Inorganic carbon transformations between phases and its impact on its isotopic signature under open conditions

- CO2 degassing reaction rate can be two to four times slower than the gassing reaction rate.
- The DIC isotopic signature is highly affected by δC13 of CO2 source, and isotopic fractionation.
- The isotopic signature of DIC is not affected by the isotopic signature of the calcite.
- pH can explain up to 8‰ variation in the DIC δC13 signature.
- Temperature is the second most important factor, and only at pHs above neutrality.

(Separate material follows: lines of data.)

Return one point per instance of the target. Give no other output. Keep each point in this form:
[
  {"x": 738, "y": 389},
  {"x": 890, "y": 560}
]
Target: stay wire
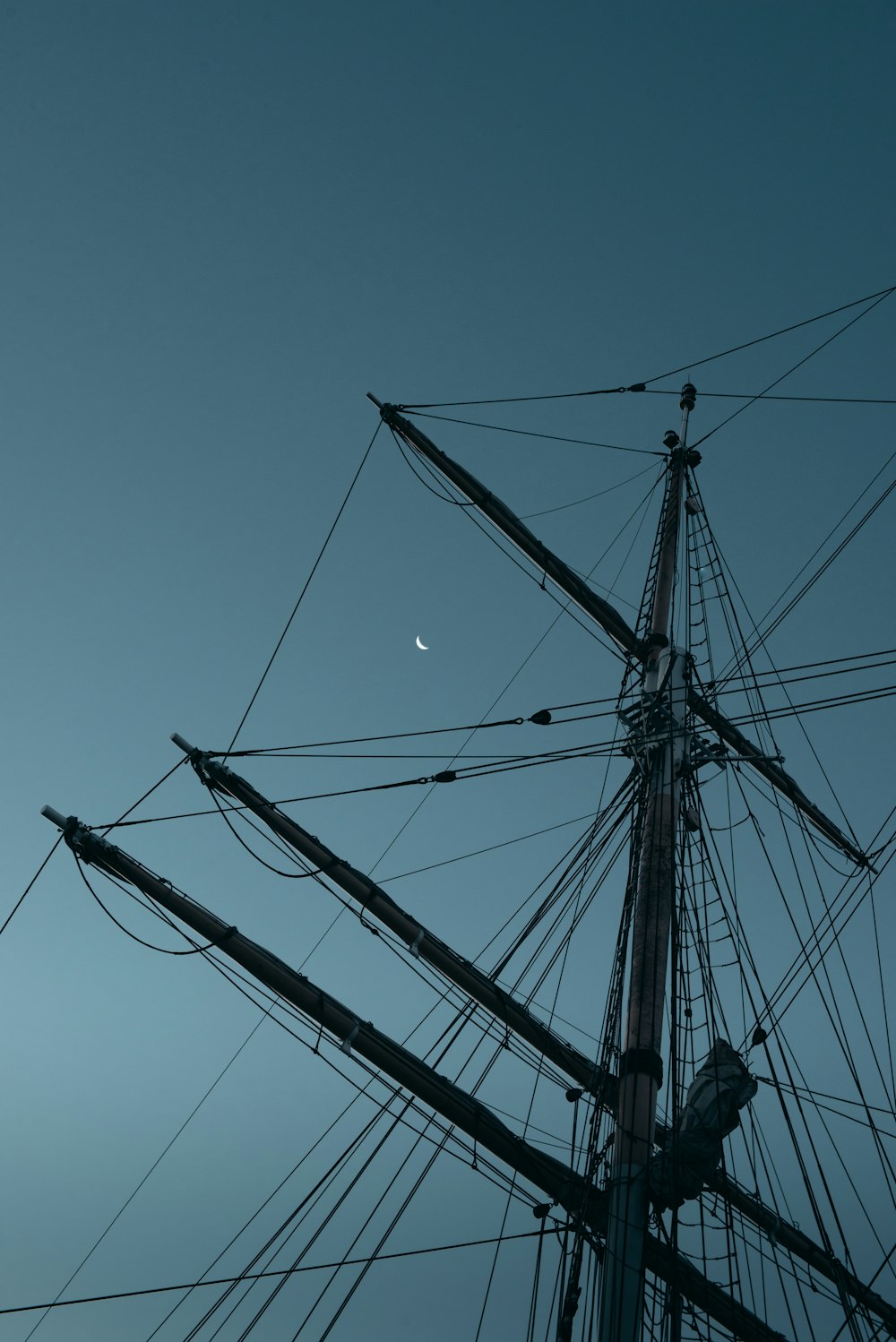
[
  {"x": 162, "y": 951},
  {"x": 286, "y": 1271},
  {"x": 30, "y": 886},
  {"x": 761, "y": 635},
  {"x": 753, "y": 396},
  {"x": 307, "y": 581},
  {"x": 550, "y": 438},
  {"x": 672, "y": 372},
  {"x": 798, "y": 364}
]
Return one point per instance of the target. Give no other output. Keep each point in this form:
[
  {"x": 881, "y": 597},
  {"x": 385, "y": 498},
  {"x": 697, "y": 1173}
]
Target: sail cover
[{"x": 693, "y": 1149}]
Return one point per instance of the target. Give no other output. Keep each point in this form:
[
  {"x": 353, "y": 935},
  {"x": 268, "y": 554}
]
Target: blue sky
[{"x": 223, "y": 224}]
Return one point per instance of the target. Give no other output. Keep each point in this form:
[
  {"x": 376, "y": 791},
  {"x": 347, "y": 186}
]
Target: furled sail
[{"x": 693, "y": 1149}]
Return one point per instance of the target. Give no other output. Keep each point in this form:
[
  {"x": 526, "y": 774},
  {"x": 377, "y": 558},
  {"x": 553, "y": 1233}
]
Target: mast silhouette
[{"x": 615, "y": 1221}]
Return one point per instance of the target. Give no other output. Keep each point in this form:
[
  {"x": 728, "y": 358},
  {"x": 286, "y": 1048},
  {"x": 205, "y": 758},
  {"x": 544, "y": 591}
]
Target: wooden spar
[
  {"x": 621, "y": 1287},
  {"x": 418, "y": 940},
  {"x": 607, "y": 619},
  {"x": 562, "y": 1183},
  {"x": 377, "y": 903}
]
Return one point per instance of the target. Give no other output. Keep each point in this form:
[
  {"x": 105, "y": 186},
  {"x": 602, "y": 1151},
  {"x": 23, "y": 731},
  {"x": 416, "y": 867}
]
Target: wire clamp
[{"x": 349, "y": 1039}]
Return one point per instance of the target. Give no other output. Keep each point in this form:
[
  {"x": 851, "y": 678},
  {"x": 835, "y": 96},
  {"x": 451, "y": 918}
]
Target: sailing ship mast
[{"x": 616, "y": 1221}]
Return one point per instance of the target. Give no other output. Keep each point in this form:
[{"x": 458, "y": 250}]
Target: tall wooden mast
[
  {"x": 613, "y": 1218},
  {"x": 660, "y": 745}
]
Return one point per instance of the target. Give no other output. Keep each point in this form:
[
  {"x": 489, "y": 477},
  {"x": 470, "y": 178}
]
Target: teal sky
[{"x": 223, "y": 224}]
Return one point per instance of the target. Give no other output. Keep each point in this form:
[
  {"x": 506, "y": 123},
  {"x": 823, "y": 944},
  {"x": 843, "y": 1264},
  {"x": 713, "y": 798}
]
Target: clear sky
[{"x": 221, "y": 224}]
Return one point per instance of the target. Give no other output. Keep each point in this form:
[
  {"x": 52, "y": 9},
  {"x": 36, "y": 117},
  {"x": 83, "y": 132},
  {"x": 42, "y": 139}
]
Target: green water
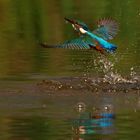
[{"x": 40, "y": 89}]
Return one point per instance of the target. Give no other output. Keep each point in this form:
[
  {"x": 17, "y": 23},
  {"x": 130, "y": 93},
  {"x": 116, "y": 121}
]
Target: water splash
[{"x": 111, "y": 75}]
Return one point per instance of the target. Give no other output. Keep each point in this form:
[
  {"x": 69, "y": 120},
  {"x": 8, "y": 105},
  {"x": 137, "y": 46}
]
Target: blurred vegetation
[{"x": 25, "y": 23}]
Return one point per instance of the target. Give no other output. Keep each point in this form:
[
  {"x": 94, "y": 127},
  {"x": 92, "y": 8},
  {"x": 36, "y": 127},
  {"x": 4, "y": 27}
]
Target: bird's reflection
[{"x": 99, "y": 120}]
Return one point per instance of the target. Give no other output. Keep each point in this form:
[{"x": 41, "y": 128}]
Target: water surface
[{"x": 58, "y": 94}]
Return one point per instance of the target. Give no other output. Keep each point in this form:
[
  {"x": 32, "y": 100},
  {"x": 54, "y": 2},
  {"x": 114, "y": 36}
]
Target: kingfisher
[{"x": 96, "y": 39}]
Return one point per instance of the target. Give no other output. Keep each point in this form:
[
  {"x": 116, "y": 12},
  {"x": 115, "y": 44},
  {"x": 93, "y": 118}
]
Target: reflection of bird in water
[{"x": 97, "y": 39}]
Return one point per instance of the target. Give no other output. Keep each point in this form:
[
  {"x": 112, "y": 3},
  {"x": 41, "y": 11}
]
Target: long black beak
[{"x": 69, "y": 20}]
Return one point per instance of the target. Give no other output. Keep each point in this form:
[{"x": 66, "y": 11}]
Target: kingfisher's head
[{"x": 78, "y": 26}]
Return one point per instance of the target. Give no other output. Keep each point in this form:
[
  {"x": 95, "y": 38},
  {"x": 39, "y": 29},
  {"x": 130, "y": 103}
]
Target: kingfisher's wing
[
  {"x": 107, "y": 29},
  {"x": 79, "y": 43}
]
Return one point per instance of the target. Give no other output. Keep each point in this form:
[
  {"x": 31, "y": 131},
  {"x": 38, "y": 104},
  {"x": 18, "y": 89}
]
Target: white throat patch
[{"x": 82, "y": 30}]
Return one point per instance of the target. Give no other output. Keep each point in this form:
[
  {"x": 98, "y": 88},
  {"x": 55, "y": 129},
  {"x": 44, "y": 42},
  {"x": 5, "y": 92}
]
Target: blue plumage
[{"x": 96, "y": 39}]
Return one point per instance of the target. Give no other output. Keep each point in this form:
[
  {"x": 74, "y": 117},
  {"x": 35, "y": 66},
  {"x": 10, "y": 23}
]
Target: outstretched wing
[
  {"x": 79, "y": 43},
  {"x": 107, "y": 29}
]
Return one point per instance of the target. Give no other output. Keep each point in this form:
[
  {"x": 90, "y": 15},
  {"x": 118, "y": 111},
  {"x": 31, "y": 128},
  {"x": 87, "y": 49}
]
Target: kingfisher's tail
[
  {"x": 112, "y": 48},
  {"x": 44, "y": 45}
]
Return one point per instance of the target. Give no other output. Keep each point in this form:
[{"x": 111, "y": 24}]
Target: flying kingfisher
[{"x": 96, "y": 39}]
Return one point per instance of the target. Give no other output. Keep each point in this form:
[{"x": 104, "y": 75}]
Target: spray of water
[{"x": 111, "y": 75}]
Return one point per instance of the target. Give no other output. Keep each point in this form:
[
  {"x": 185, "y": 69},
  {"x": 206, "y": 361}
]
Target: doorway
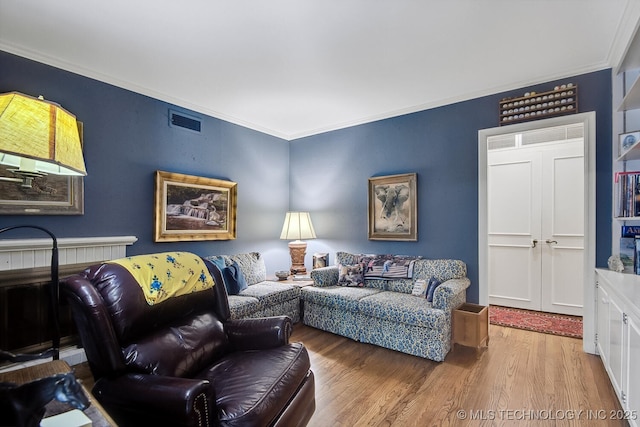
[
  {"x": 535, "y": 201},
  {"x": 573, "y": 125}
]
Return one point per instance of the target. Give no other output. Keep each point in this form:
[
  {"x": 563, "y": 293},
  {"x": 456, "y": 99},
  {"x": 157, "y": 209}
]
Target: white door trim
[{"x": 589, "y": 122}]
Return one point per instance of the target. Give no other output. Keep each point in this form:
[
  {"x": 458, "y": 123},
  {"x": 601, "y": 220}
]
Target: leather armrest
[
  {"x": 152, "y": 398},
  {"x": 259, "y": 334}
]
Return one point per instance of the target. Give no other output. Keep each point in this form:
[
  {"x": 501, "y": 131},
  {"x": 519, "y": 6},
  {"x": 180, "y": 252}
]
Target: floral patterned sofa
[
  {"x": 260, "y": 297},
  {"x": 385, "y": 311}
]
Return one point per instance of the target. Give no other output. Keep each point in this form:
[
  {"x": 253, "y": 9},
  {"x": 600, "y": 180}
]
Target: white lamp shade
[
  {"x": 39, "y": 136},
  {"x": 297, "y": 226}
]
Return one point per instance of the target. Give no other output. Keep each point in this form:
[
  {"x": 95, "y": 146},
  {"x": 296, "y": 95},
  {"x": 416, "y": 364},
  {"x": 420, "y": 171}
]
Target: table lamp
[
  {"x": 297, "y": 226},
  {"x": 37, "y": 138}
]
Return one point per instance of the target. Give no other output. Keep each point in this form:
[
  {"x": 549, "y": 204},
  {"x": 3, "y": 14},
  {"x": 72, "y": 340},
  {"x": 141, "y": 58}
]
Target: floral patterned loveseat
[
  {"x": 260, "y": 297},
  {"x": 391, "y": 312}
]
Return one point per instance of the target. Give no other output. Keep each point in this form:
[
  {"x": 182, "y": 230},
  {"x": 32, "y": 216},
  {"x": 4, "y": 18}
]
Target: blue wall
[
  {"x": 127, "y": 138},
  {"x": 329, "y": 175}
]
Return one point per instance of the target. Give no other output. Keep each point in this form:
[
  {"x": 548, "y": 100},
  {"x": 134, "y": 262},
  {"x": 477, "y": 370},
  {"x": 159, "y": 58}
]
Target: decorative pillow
[
  {"x": 419, "y": 288},
  {"x": 350, "y": 275},
  {"x": 234, "y": 280},
  {"x": 431, "y": 288}
]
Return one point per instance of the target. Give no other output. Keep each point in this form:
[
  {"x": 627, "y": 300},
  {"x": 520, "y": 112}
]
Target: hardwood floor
[{"x": 523, "y": 378}]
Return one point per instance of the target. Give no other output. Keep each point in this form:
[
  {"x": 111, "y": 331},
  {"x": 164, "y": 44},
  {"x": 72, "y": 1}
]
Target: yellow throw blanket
[{"x": 169, "y": 274}]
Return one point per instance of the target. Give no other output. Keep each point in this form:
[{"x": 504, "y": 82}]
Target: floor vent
[{"x": 184, "y": 121}]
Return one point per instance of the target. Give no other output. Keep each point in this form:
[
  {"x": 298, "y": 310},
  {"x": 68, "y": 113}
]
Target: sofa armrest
[
  {"x": 451, "y": 294},
  {"x": 325, "y": 276},
  {"x": 156, "y": 400},
  {"x": 259, "y": 334}
]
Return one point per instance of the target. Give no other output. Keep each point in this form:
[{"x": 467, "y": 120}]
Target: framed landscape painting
[
  {"x": 393, "y": 207},
  {"x": 190, "y": 208},
  {"x": 48, "y": 195}
]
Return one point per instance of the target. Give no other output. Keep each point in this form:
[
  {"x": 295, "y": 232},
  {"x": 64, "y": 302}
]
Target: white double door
[{"x": 536, "y": 226}]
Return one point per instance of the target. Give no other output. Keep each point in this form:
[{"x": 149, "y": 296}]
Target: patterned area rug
[{"x": 548, "y": 323}]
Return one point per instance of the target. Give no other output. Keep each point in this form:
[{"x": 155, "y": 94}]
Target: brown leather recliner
[{"x": 183, "y": 362}]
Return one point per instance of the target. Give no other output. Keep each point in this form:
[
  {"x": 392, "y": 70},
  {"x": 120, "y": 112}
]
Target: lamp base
[{"x": 298, "y": 250}]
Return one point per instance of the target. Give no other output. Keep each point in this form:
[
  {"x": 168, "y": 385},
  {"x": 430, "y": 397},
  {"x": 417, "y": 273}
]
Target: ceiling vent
[{"x": 184, "y": 121}]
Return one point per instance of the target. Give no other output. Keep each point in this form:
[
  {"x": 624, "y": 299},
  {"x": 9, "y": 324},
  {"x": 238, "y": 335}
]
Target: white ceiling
[{"x": 292, "y": 68}]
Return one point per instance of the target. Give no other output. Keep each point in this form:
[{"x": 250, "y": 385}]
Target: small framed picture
[
  {"x": 627, "y": 140},
  {"x": 193, "y": 208},
  {"x": 393, "y": 207}
]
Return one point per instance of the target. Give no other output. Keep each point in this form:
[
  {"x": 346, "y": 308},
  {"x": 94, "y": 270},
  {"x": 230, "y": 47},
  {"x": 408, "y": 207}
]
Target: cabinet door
[
  {"x": 633, "y": 369},
  {"x": 616, "y": 334},
  {"x": 602, "y": 325}
]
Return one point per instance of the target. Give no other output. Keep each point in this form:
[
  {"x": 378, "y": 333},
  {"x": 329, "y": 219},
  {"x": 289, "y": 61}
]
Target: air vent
[{"x": 184, "y": 121}]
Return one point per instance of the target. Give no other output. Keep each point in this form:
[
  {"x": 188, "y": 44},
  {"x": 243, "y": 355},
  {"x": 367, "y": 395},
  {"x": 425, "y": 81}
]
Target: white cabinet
[
  {"x": 602, "y": 326},
  {"x": 632, "y": 379},
  {"x": 618, "y": 336}
]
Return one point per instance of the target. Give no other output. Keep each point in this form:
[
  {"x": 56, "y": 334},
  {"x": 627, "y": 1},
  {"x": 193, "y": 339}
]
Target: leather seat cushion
[
  {"x": 253, "y": 387},
  {"x": 182, "y": 349}
]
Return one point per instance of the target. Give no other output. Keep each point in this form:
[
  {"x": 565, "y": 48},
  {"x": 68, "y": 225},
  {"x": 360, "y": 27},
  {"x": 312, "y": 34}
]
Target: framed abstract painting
[
  {"x": 191, "y": 208},
  {"x": 393, "y": 207}
]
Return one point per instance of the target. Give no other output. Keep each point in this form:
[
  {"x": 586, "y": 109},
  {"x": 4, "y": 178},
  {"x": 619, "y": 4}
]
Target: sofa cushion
[
  {"x": 346, "y": 258},
  {"x": 403, "y": 308},
  {"x": 242, "y": 307},
  {"x": 337, "y": 296},
  {"x": 350, "y": 275},
  {"x": 441, "y": 269},
  {"x": 252, "y": 266},
  {"x": 420, "y": 288},
  {"x": 431, "y": 288},
  {"x": 234, "y": 279}
]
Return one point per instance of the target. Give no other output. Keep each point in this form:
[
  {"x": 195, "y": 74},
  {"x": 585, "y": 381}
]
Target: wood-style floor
[{"x": 523, "y": 378}]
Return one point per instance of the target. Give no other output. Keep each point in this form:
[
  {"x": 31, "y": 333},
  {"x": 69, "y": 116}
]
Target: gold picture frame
[
  {"x": 393, "y": 207},
  {"x": 194, "y": 208}
]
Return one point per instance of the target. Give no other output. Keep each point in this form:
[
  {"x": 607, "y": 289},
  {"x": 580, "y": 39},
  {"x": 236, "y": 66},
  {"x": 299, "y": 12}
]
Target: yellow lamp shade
[{"x": 32, "y": 128}]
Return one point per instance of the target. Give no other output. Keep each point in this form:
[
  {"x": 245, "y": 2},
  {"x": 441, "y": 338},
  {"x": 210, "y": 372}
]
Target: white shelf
[
  {"x": 633, "y": 153},
  {"x": 631, "y": 101}
]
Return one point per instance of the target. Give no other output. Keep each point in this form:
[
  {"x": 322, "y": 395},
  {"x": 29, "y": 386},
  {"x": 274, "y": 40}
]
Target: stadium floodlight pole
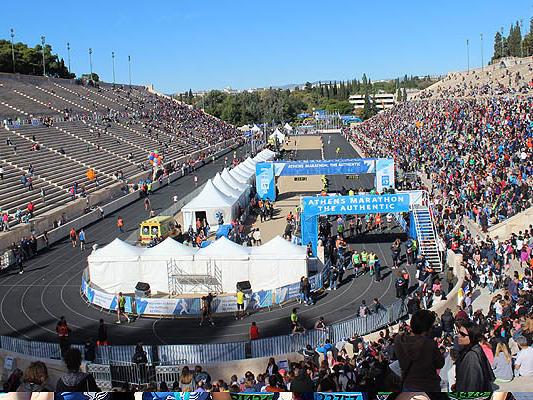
[
  {"x": 91, "y": 62},
  {"x": 482, "y": 60},
  {"x": 68, "y": 56},
  {"x": 467, "y": 55},
  {"x": 13, "y": 48},
  {"x": 501, "y": 30},
  {"x": 43, "y": 40},
  {"x": 113, "y": 59},
  {"x": 521, "y": 41},
  {"x": 129, "y": 68}
]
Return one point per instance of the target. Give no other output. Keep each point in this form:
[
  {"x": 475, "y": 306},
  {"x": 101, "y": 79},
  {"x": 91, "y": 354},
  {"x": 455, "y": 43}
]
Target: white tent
[
  {"x": 239, "y": 176},
  {"x": 230, "y": 180},
  {"x": 230, "y": 258},
  {"x": 277, "y": 263},
  {"x": 225, "y": 188},
  {"x": 153, "y": 263},
  {"x": 278, "y": 135},
  {"x": 245, "y": 170},
  {"x": 115, "y": 267},
  {"x": 207, "y": 205}
]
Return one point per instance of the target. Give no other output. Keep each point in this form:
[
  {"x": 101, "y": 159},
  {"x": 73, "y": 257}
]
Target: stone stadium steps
[
  {"x": 88, "y": 94},
  {"x": 13, "y": 195},
  {"x": 56, "y": 137},
  {"x": 50, "y": 165},
  {"x": 62, "y": 102},
  {"x": 106, "y": 141}
]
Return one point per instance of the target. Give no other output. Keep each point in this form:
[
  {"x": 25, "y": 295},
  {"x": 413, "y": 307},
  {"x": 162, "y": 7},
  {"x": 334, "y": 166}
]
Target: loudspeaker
[
  {"x": 244, "y": 286},
  {"x": 142, "y": 289}
]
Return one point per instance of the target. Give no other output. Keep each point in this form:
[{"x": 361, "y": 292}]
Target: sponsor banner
[
  {"x": 101, "y": 299},
  {"x": 259, "y": 300},
  {"x": 339, "y": 396},
  {"x": 264, "y": 180},
  {"x": 358, "y": 204},
  {"x": 148, "y": 306},
  {"x": 384, "y": 174},
  {"x": 326, "y": 167},
  {"x": 224, "y": 304}
]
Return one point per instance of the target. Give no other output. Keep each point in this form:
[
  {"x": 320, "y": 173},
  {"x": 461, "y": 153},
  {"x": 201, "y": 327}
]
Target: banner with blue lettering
[
  {"x": 326, "y": 167},
  {"x": 358, "y": 204},
  {"x": 287, "y": 293},
  {"x": 384, "y": 174},
  {"x": 259, "y": 300},
  {"x": 264, "y": 181}
]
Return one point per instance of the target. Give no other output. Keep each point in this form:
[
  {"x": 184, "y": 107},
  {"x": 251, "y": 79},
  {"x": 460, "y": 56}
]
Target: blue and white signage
[
  {"x": 326, "y": 167},
  {"x": 359, "y": 204}
]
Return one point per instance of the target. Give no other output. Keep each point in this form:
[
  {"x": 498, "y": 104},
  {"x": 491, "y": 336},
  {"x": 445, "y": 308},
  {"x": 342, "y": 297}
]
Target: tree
[
  {"x": 29, "y": 61},
  {"x": 369, "y": 109},
  {"x": 498, "y": 43}
]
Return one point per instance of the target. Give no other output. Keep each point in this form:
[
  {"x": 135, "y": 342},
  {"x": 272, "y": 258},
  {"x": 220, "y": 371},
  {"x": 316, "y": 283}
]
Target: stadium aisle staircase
[{"x": 426, "y": 235}]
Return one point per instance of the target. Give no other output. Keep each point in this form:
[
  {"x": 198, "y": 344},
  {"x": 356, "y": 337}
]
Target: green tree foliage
[
  {"x": 280, "y": 105},
  {"x": 29, "y": 61}
]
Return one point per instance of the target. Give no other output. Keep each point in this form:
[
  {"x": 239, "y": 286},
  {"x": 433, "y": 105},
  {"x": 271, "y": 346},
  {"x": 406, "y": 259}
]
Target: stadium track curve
[{"x": 31, "y": 303}]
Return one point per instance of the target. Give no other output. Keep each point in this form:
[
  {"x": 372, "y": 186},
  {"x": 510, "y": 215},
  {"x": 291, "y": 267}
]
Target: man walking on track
[
  {"x": 81, "y": 237},
  {"x": 240, "y": 304},
  {"x": 73, "y": 237},
  {"x": 120, "y": 224},
  {"x": 121, "y": 308},
  {"x": 63, "y": 331}
]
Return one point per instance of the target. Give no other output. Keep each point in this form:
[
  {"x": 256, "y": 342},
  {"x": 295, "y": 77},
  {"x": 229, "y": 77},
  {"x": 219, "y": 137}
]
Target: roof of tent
[
  {"x": 245, "y": 169},
  {"x": 279, "y": 248},
  {"x": 225, "y": 187},
  {"x": 239, "y": 176},
  {"x": 234, "y": 183},
  {"x": 117, "y": 249},
  {"x": 169, "y": 248},
  {"x": 224, "y": 249},
  {"x": 209, "y": 197}
]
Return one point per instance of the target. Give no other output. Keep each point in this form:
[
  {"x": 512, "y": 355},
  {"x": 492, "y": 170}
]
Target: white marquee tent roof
[
  {"x": 209, "y": 197},
  {"x": 117, "y": 249},
  {"x": 225, "y": 187},
  {"x": 224, "y": 249},
  {"x": 234, "y": 183},
  {"x": 279, "y": 248},
  {"x": 170, "y": 248}
]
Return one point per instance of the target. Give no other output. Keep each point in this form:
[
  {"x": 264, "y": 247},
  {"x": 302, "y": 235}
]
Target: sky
[{"x": 181, "y": 44}]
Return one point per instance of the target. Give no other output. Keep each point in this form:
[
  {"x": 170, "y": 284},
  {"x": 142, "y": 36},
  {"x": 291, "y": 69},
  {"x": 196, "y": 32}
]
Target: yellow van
[{"x": 161, "y": 227}]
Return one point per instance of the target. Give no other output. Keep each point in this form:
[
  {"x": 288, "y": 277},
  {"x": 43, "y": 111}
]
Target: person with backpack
[
  {"x": 73, "y": 237},
  {"x": 75, "y": 380},
  {"x": 81, "y": 237},
  {"x": 121, "y": 308},
  {"x": 418, "y": 355}
]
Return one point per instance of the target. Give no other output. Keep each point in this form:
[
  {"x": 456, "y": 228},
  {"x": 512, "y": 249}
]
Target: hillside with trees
[
  {"x": 29, "y": 60},
  {"x": 282, "y": 105}
]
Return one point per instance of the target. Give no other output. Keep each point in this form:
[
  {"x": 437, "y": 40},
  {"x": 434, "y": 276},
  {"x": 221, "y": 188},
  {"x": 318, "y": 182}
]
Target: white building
[{"x": 383, "y": 101}]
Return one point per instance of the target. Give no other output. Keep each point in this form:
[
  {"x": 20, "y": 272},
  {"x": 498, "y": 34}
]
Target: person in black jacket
[
  {"x": 448, "y": 321},
  {"x": 472, "y": 369},
  {"x": 75, "y": 380},
  {"x": 302, "y": 383}
]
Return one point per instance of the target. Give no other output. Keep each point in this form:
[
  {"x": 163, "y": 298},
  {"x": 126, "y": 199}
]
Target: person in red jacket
[{"x": 254, "y": 331}]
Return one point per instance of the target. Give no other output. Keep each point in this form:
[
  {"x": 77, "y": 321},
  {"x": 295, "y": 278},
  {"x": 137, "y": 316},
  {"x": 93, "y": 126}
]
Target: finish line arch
[{"x": 313, "y": 207}]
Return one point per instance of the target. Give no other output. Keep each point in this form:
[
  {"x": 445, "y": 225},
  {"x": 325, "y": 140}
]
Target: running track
[{"x": 31, "y": 304}]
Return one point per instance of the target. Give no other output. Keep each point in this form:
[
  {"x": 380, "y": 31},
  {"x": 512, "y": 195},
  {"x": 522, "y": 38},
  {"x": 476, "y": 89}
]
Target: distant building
[{"x": 383, "y": 101}]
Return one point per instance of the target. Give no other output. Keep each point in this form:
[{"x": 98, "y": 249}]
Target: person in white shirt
[{"x": 524, "y": 359}]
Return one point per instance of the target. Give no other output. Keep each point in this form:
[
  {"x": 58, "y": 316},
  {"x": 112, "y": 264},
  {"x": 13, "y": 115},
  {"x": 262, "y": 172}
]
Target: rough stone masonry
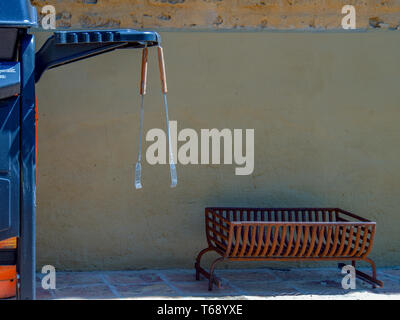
[{"x": 222, "y": 14}]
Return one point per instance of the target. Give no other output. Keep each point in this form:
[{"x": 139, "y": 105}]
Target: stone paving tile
[
  {"x": 307, "y": 274},
  {"x": 85, "y": 292},
  {"x": 131, "y": 277},
  {"x": 246, "y": 275},
  {"x": 325, "y": 287},
  {"x": 237, "y": 284},
  {"x": 181, "y": 276},
  {"x": 200, "y": 288},
  {"x": 67, "y": 279},
  {"x": 266, "y": 288},
  {"x": 145, "y": 290},
  {"x": 390, "y": 286}
]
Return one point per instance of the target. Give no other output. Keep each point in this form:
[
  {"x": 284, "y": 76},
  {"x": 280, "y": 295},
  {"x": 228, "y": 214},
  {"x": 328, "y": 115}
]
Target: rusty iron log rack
[{"x": 287, "y": 234}]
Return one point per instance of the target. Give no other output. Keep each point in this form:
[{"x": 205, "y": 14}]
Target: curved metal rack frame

In order to evaluate the possibility of tracing dissolved inorganic carbon (DIC) derived from calcite dissolution under open system conditions, controlled laboratory experiments using stable carbon isotopes were conducted in a specially designed reaction chamber with constant pH monitoring. The system design also allowed us to measure the forward and backward (degassing) gas transfer reactions rates. We confirmed that the degassing reaction rate can be two to four times slower than the gas transfer reaction rate depending on the differences in pCO2 between the gas phase and the liquid. The isotopic analyses suggest that the carbon isotopic signature of DIC under open system conditions is controlled by the CO2 carbon isotopic signature, the isotopic fractionation between CO2, the relative occurrence of the different DIC species, and changes in pH. We found that the isotopic signature of DIC is not affected by the isotopic signature of the calcite or the mechanism controlling the dissolution (protonation or hydration). Practically this study suggests that it is not possible to trace the DIC derived from calcite dissolution under open system conditions. It supports the approach of evaluating the pedogenic carbonate content by stable carbon isotopes methods. In open system conditions: a) pH can explain up to 8‰ variation in the DIC δ13C signature and b) temperature is the second most important factor affecting the δC13-DIC signature, and only at pH above neutrality.